I call myself the oldest of the intruders!

“The First of the Intruders” would make a good title for a book, I commented.

 Yes, people tell me I should write a book of my memories …

Would you mind if I came back next week to continue this? I asked. I'd love to find out more about the social activities and way of life after you settled into your new home.

And so I found myself back with Ella once again. And once again she had a small pile of photos ready for me. Although suffering from failing sight, she had obviously given my return some thought. Perhaps a daughter visiting in the previous weekend had helped her sort through her photos?

The Country Women's Institute building was shifted on to the Domain or really the foreshore. (What is now the Domain was just a swamp). We held meetings there, had parties and dances. I taught younger ones how to dance.
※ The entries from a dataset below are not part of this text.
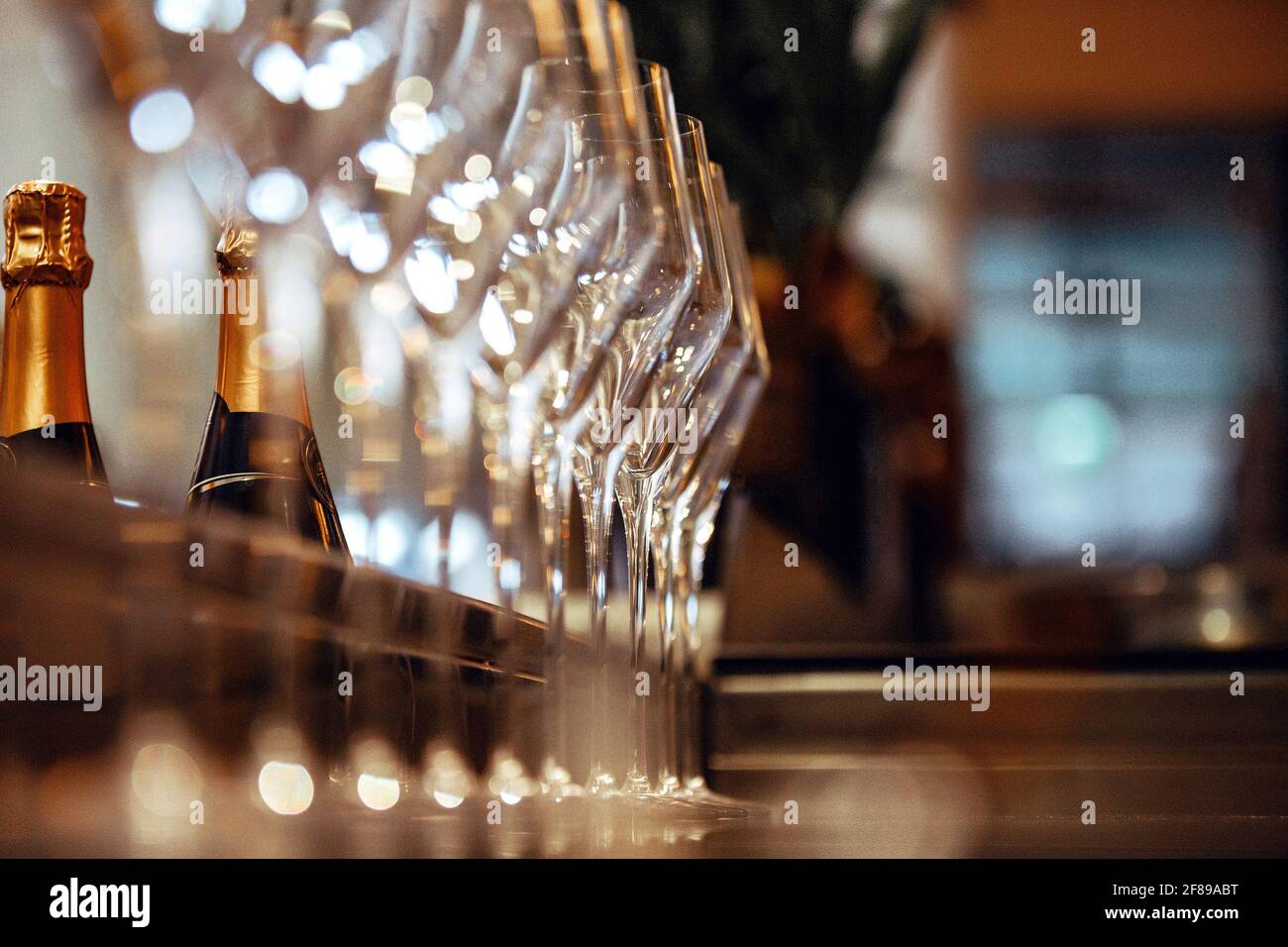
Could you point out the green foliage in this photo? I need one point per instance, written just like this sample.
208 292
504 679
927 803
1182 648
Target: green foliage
795 131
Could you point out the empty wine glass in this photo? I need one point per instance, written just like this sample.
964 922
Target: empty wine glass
691 502
649 437
662 291
728 364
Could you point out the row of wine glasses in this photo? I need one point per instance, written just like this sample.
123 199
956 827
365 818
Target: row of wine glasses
507 192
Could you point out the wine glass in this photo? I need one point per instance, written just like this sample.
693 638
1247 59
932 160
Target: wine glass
516 221
640 433
728 364
684 531
616 249
662 291
652 440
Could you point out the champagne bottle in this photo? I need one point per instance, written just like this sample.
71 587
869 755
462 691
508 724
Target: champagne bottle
46 424
259 457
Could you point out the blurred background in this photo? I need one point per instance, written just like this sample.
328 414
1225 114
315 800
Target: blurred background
1094 508
938 454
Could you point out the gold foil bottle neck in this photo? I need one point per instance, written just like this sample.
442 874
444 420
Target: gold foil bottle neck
235 253
44 226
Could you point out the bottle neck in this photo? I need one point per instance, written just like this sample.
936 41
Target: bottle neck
259 368
43 376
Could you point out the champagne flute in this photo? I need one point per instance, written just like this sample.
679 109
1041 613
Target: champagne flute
712 395
687 527
651 436
661 291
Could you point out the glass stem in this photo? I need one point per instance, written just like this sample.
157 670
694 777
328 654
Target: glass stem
593 479
635 497
506 421
553 470
687 561
671 656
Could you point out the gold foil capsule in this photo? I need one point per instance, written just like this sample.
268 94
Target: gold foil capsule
44 223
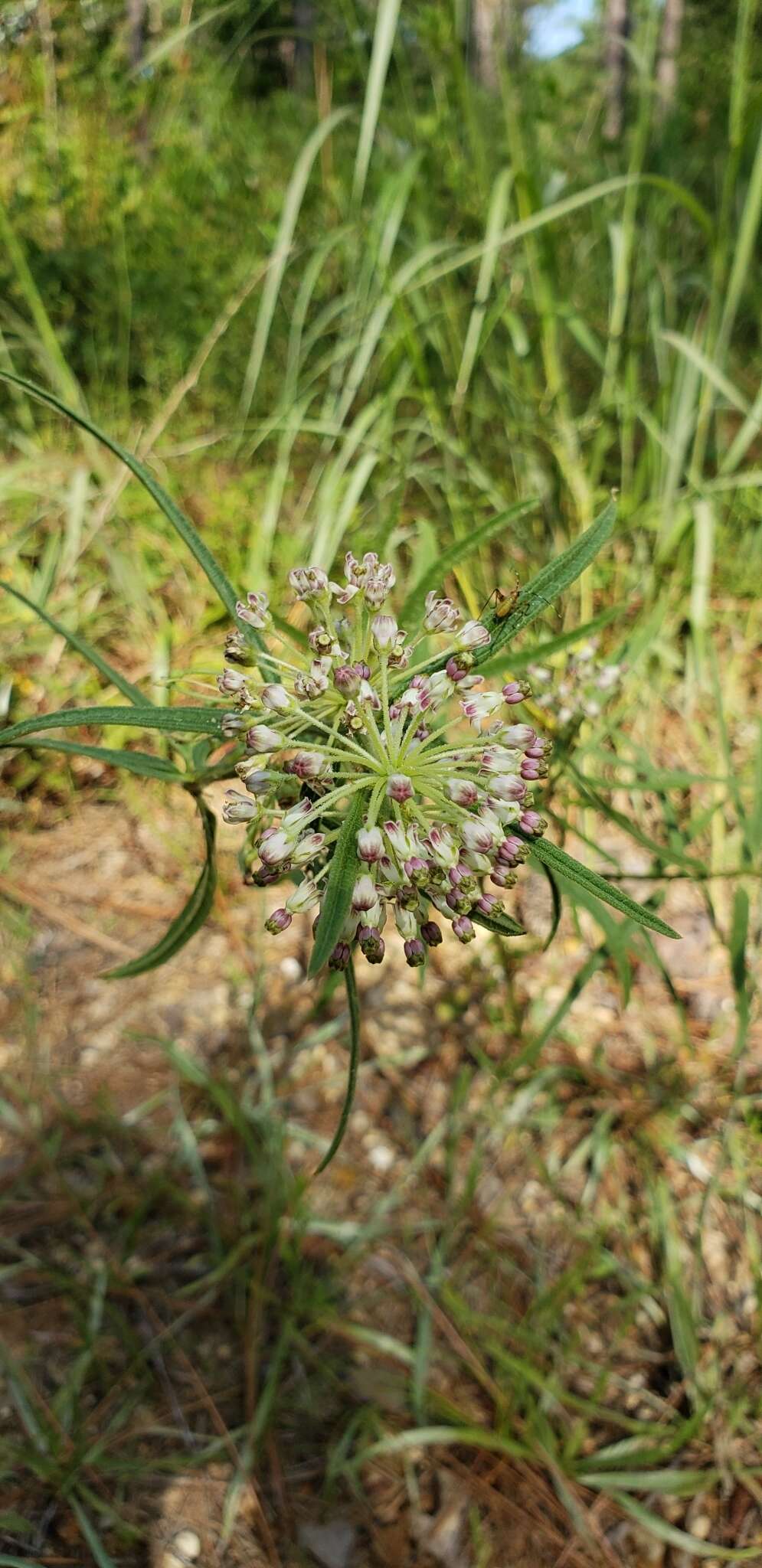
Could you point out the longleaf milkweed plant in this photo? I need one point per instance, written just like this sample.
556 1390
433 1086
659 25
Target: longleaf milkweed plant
380 775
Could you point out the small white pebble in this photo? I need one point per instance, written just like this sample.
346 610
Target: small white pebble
381 1158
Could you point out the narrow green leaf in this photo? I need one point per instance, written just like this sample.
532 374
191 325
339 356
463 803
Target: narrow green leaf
100 1553
173 720
190 918
555 896
499 924
458 552
140 763
667 1482
688 1544
574 872
165 502
339 885
91 655
552 580
352 1080
383 41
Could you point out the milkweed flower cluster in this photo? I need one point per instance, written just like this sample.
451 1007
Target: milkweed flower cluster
368 709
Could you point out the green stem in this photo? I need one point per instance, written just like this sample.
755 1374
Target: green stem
352 1081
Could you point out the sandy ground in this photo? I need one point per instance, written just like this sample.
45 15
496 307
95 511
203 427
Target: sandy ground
88 891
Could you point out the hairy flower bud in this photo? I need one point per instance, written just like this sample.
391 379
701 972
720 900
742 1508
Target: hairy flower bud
262 739
239 808
254 612
276 698
371 845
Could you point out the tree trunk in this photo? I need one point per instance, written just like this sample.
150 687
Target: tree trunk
667 70
616 28
489 30
137 30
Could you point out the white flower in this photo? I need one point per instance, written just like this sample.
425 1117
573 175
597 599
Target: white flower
473 635
344 725
383 629
441 615
262 739
276 698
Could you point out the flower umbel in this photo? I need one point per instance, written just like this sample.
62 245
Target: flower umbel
443 772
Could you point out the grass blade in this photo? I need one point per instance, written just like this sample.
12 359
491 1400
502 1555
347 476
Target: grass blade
91 655
352 1081
339 885
165 502
458 552
573 871
172 720
383 41
140 763
190 918
281 250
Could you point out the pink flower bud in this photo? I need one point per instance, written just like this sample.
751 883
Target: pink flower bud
263 739
371 845
463 929
414 952
276 698
399 788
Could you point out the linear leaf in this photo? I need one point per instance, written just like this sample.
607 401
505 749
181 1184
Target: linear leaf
688 1544
91 655
574 872
140 763
170 508
352 1080
190 918
339 885
463 547
552 580
499 924
554 645
173 720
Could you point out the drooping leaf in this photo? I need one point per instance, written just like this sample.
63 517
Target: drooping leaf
172 720
576 872
91 655
552 580
352 1080
499 924
458 552
339 885
170 508
190 918
140 763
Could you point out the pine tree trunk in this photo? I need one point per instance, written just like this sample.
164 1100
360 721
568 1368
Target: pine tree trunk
667 70
137 30
616 28
489 30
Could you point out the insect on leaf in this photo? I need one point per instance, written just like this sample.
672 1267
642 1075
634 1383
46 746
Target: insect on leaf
552 580
338 896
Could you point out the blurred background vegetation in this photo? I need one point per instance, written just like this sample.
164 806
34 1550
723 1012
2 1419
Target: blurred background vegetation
366 275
Yes, I said, other people have told me about events there. Abel Gane mentioned that he went for cards nights in the CWI building.

We had all sorts of social functions back then, most of them organised by Mrs Betty Francis. Even a mock debutante ball with the men all dressed up beautifully. This was held at the Settlers' Hall. Eddie Adams did a great job as MC, introducing each 'deb' as he/she arrived! We took this to Katikati where it was a howling success.

The CWI put on short dramas. I particularly remember one called ‘The Thing’ with Mrs Crapp dressed up as a skeleton! Again Betty Francis organised this and coached us all. Joyce Pauling, Freda Barrett, May Smith with a walking stick, Molly Layzell, etc. Betty Francis was behind most activities. She was one who died well before her time.

Oldest of the Intruders. At 95 Ella's memory of these events was clear. She clearly enjoyed talking of these social times after World War Two. First of the Intruders – an apt title indeed.